Saya menginjakkan kaki di tanah ini mulai tanggal 4
September 2016, saya tinggal dengan sebuah keluarga. Keluarga bapak Yanuarius,
yang akan menjadi keluarga saya selama satu tahun kedepan. Saya mengajar di sebuah
SMP Negeri di kecamatan Rinhat. Saya bersyukur, di desa Webetun sudah ada
listrik 24 jam, sinyal telepon dan internet. Tidak seperti ekspetasi saya waktu
akan berangkat, membayangkan daerah penempatan tanpa listrik, air dan sinyal. Saya
terlebih dahulu ingin bercerita tentang keadaan desa Webetun.
Desa Webetun terletak di dataran tinggi, rumah satu
dengan yang lain masih dipisahkan dengan kebun yang cukup luas, tapi sudah
banyak penduduknya. Kebanyakan warga bermata pencaharian sebagai petani dan
penenun. Desa ini dipimpin oleh seorang kepala desa wanita yang biasa di panggil
dengan “Mama Desa”.
Keramah tamahan masyarakat di desa ini juga masih sangat
kental. Mereka tidak lupa untuk menyapa saat berpapasan di jalan. Tolong menolong
juga masih kental di sini. Kebanyakan warga yang tinggal di sini masih memiliki
hubungan kekerabatan.
Keluarga baru saya, keluarga yang ramah dan baik hati,
mereka menyambut baik kedatangan saya. Mereka memperlakukan saya seolah seperti
anak mereka sendiri. Ayah dan ibu angkat saya mempunyai 6 orang anak. Ya, di
sini memang masih memegang teguh semboyan banyak anak, banyak rejeki.
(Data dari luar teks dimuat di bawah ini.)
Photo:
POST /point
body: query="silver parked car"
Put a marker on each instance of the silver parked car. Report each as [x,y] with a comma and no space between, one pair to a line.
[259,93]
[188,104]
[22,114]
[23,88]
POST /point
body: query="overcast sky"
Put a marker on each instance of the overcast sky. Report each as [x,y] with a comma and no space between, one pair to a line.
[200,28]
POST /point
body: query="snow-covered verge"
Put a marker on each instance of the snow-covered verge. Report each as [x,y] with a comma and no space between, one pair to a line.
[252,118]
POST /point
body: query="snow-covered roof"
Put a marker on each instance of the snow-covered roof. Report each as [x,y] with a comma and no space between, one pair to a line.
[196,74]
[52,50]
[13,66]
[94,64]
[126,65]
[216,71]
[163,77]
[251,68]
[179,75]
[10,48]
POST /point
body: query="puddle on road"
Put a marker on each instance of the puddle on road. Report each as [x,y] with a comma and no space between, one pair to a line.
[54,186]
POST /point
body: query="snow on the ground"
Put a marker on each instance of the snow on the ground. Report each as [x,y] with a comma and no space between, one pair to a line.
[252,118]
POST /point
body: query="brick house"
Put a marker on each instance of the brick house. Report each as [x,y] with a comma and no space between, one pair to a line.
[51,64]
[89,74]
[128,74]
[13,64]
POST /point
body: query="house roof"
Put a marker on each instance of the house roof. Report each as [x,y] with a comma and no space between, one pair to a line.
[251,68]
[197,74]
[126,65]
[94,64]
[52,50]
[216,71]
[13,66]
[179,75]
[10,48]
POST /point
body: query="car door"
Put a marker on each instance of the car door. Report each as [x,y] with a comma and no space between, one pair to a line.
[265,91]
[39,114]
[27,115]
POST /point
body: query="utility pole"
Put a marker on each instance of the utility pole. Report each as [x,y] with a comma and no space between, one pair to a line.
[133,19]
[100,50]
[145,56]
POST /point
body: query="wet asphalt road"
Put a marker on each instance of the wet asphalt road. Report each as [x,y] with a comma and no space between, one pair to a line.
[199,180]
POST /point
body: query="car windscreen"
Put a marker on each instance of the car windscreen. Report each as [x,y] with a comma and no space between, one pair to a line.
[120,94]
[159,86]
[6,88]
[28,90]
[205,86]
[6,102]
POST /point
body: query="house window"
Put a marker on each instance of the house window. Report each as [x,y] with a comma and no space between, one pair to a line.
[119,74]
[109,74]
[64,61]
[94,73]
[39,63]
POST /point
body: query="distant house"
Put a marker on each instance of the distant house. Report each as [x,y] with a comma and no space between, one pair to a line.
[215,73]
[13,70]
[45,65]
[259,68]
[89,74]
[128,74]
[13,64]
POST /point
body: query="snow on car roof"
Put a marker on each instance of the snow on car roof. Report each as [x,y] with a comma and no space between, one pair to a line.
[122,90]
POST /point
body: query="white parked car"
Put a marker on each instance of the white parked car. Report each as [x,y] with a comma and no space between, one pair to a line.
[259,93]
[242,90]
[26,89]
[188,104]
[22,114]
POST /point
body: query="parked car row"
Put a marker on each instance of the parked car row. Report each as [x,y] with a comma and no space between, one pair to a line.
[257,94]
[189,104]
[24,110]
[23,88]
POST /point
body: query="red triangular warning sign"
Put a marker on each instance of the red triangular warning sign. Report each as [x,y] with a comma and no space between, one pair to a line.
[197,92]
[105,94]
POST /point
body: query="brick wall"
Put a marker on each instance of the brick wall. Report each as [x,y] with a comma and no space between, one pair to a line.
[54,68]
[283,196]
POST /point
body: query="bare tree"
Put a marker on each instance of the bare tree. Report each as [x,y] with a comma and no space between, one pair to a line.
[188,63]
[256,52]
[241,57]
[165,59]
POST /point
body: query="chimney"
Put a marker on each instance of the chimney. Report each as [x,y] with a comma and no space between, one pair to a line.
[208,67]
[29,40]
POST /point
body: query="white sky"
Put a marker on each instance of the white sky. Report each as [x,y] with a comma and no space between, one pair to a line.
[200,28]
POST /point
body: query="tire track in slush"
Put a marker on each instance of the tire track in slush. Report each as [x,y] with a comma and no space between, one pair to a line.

Untuk memenuhi kebutuhan air, saya harus membantu
adik-adik saya menimba di sumur dengan kedalaman 24 meter, mengisinya ke dalam
jerigen dan membawanya pulang kerumah dengan berjalan kaki. Di desa ini
mayoritas penduduknya bergama Katholik dengan pimpinan seorang Romo Gereja.
Tradisi masyarakat di sini jika pergi ke gereja meraka menggunakan kain tenun Malaka
sebagai bawahan, sedangkan atasannya mereka memakai baju bebas.
Pengetahuan keluarga saya tentang muslim sangat minim,
jadi saya harus menjelaskan apa yang tidak bisa saya makan, apa saja yang bisa
saya makan dan jam berapa saja saya beribadah. Saya adalah satu-satunya muslim
di desa Webetun ini. Suatu saat saya ketika akan salat, saya bertanya kepada
bapak dimana arah barat, tetapi bapak tidak bisa menjawab, dan ketika saya mengganti
pertanyaan dimana arah matahari tenggelam, bapak baru bisa menunjukkan arah
matahari tenggelam.
Wanita di desa Webetun sudah terbiasa menenun sendiri.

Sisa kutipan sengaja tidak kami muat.